In the course of this study, we have introduced innovative, more practical and affordable strategies to do mouse genetics in the lab, by developing protocols of in vivo DNA electroporation to transiently or stably express heterologous DNA in murine photoreceptors. We can now get transient transgenesis by electroporation of living mice (neonates) after plasmid DNA subretinal injection. This technology, originally developed by the laboratory of Connie Cepko at Harvard, United States of America (USA) (Matsuda and Cepko, 2004. PNAS 101, pp 16 - 22), is fast and affordable. However, it has the limitation that the levels of transfection are low and typically restricted to the area of injection.
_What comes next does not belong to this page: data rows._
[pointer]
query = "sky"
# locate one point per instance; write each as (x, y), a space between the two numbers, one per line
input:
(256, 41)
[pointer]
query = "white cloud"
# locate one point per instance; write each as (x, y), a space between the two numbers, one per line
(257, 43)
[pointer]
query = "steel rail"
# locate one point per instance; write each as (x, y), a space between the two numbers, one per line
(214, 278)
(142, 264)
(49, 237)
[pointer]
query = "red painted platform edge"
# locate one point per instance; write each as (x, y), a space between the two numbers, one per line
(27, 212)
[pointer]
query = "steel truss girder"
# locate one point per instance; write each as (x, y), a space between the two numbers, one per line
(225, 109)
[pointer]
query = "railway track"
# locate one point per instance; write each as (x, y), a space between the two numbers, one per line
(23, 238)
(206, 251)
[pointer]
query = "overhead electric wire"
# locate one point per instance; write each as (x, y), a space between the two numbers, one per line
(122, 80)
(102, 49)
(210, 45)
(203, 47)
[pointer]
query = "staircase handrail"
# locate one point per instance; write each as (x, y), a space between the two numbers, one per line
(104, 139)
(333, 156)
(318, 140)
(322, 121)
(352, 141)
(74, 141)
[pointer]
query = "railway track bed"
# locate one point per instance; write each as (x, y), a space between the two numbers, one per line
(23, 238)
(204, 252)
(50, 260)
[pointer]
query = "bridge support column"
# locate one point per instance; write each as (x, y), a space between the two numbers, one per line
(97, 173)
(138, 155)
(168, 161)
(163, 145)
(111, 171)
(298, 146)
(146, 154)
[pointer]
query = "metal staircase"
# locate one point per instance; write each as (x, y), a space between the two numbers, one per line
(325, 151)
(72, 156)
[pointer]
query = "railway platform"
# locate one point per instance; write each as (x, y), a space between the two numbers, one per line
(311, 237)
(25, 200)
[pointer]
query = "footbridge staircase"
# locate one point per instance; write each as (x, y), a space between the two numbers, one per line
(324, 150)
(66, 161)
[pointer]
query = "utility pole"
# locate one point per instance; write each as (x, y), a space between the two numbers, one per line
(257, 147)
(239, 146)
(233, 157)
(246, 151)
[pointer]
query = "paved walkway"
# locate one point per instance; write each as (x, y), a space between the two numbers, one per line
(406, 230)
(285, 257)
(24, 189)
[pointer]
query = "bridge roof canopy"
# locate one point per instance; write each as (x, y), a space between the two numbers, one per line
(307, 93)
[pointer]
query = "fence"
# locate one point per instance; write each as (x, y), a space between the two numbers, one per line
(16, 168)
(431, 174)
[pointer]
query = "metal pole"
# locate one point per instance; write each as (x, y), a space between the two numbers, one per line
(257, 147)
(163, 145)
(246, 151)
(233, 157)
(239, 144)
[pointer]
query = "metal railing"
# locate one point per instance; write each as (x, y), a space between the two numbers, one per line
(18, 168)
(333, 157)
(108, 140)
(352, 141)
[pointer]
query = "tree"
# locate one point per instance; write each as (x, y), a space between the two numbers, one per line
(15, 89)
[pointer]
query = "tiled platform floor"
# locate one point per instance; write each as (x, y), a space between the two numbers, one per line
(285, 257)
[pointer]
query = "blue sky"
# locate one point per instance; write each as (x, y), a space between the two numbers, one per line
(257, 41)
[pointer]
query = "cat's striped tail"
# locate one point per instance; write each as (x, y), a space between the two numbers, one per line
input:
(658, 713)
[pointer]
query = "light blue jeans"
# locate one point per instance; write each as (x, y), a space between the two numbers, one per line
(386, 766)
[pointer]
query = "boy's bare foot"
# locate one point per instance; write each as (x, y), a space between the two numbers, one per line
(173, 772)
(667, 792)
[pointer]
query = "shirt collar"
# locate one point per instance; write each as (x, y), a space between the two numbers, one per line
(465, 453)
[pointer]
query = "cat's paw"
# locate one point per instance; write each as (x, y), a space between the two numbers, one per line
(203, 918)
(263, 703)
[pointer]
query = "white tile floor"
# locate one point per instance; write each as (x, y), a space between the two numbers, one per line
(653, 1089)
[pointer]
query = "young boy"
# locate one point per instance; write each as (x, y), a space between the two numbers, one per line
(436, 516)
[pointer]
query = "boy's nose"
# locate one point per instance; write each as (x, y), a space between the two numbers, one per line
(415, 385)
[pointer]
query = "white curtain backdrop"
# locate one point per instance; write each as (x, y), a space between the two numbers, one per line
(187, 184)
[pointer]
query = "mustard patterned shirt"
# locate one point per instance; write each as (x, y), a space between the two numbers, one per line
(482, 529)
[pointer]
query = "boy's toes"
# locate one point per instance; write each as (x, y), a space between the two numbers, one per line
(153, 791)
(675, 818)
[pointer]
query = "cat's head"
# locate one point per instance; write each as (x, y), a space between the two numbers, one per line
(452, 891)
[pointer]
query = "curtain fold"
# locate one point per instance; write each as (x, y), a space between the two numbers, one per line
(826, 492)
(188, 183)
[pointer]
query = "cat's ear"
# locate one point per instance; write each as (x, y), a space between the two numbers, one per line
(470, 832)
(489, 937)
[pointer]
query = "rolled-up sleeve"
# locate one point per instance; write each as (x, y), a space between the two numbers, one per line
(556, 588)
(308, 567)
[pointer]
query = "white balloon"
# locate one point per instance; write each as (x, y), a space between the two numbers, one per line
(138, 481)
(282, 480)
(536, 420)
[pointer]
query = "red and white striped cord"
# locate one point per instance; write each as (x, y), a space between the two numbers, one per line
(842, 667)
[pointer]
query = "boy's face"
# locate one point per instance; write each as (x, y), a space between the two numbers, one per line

Its use is therefore restricted to studies in which conclusions can be extracted from a few sparse cells (e.g. subcellular localisation). For this reason, we have adapted for transgene expression in photoreceptors the method for stable transgenesis by DNA electroporation into the male germ line at p30 and subsequent breeding originally developed by Subeer Majumdar (Suveera Dhup and Subeer Majumdar, 2008. Nature Methods 5, pp. 601 - 603). This method is fast and affordable, and it does not require the specialised equipment and skilled personnel of a transgenic core facility. We are obtaining approximately 25 - 30 % of transgene integration with this technique, and we are working now towards using the methodology to target gene expression, by using siRNAs.